“Inside the Patent Office Meltdown of 1886: How America's Inventors Broke the System”
What's on the Front Page
The Washington Critic's June 8, 1886 edition reveals a bustling capital consumed with government machinery and tragedy. The Patent Office dominates the lead: Commissioner Montgomery has processed 953 cases in just six months—nearly triple the 110 cases from the same period in 1881—with the Commissioner personally writing 300 opinions despite being absent a full month. The backlog is staggering, though a request to Congress for new assistant examiners may help. Elsewhere, the appraisers' jury convened to assess property values for the Library of Congress site on Capitol Hill, with grocer W.A. Murray already claiming $6,000 in damages for losing his lease. A dramatic note: Captain Daniel H. Murdock of the Sixth Infantry drowned Sunday near Moab, Colorado, while crossing the Grand River with his company en route to establish a summer camp. A probable murder case occupies local crime coverage—Ernest Clarvoe, age 24, shot James Wood over an unpaid bill in Prince George's County and was arrested in Uniontown. The page also carries extensive Army and Navy personnel notices and a curious Paris society story about Miss Folsom (soon to be Mrs. Cleveland) answering an aristocrat's concern about having no title: 'The President has conferred upon me a very particular title. He calls me his darling.'
Why It Matters
This snapshot captures America in a moment of explosive industrial growth and institutional strain. The Patent Office surge—900 cases in six months versus 110 just five years prior—reflects the furious pace of innovation during the Gilded Age, when inventors filed for protection on everything from pneumatic indicators to breech-loading ordnance. The bureaucracy was buckling under the weight. Meanwhile, the Library of Congress property appraisals signal the nation's cultural ambitions: Congress was investing in a grand new building to house America's intellectual patrimony, even as it required seizure of private property. President Cleveland's impending marriage, covered with surprising intimacy, shows how the press tracked executive personal life. And the steady stream of military orders—horses dispatched to frontier forts, officers on leave and court martial—illustrates the lingering infrastructure of Reconstruction and Indian Wars, still consuming federal resources a decade after the Civil War's end.
Hidden Gems
- The Patent Office received 210 opinions from Commissioner Montgomery and 247 from the Assistant Commissioner in just six months—meaning the office was drowning in applications so badly that the Commissioner himself had to serve as an examining judge rather than administrator.
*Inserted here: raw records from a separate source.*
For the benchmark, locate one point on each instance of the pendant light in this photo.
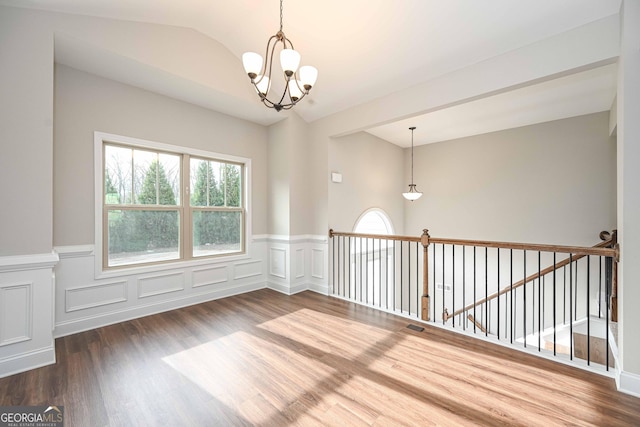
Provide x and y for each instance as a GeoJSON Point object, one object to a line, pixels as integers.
{"type": "Point", "coordinates": [412, 194]}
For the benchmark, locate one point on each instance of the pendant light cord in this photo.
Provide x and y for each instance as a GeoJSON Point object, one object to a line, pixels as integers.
{"type": "Point", "coordinates": [412, 129]}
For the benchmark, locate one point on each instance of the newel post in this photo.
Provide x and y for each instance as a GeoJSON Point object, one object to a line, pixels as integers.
{"type": "Point", "coordinates": [614, 279]}
{"type": "Point", "coordinates": [425, 275]}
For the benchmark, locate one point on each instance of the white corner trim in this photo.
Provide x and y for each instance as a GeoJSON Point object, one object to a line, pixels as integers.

- Grocer W.A. Murray at 1313 Pennsylvania Avenue East claimed $6,000 in damages ($2,000 per year) for losing his three-year lease when the government seized his property for the Library of Congress—an early example of eminent domain battles in the capital.
- Captain Daniel Murdock, drowning in Colorado while moving his company to a mountain camp, had served as a regular Army officer for only two decades after fighting in the Civil War for the Third Iowa Cavalry and the 122nd Colored Infantry—showing how many Reconstruction-era soldiers were still on active duty.
- A receiver was sought for the Columbia Bank Note Company for the paltry sum of $450 in unpaid judgment—suggesting even small financial disputes required courts to appoint administrators over businesses.
- The Jewish feast of Shcbuoth (Pentecost/Whitsuntide) was celebrated by 'adherents of the Mosaic faith' as a regular civic observance worthy of newspaper notice, indicating Washington's growing religious diversity in the 1880s.
Fun Facts
- Commissioner Montgomery's 953 cases in six months prefigured the explosion of intellectual property disputes that would define the 20th century—by 1900, the Patent Office would become so overwhelmed it required a complete overhaul of examination procedures, ushering in the modern patent system.
- Captain Murdock's drowning near Moab, Utah, occurred during the Army's final decades of frontier deployment; within 15 years, most western forts would be abandoned or repurposed, ending the era of cavalry companies establishing remote mountain camps.
- The Library of Congress property seizure mentioned here was part of the massive building project completed in 1897—the same year that brought the first reading room open to the general public, transforming the institution from a congressional library into America's de facto national library.
- Miss Folsom's witty riposte to the Parisian aristocrat—'He calls me his darling'—was reported in European papers and became folklore; Cleveland and Folsom would have the only White House wedding during a presidential term, in 1886, making her story genuinely newsworthy across the Atlantic.
- The Spanish fishing schooners fined $100 for violating U.S. fishing laws signals the rise of maritime disputes over Georges Bank and coastal waters—conflicts that would intensify for decades and eventually reshape international maritime law.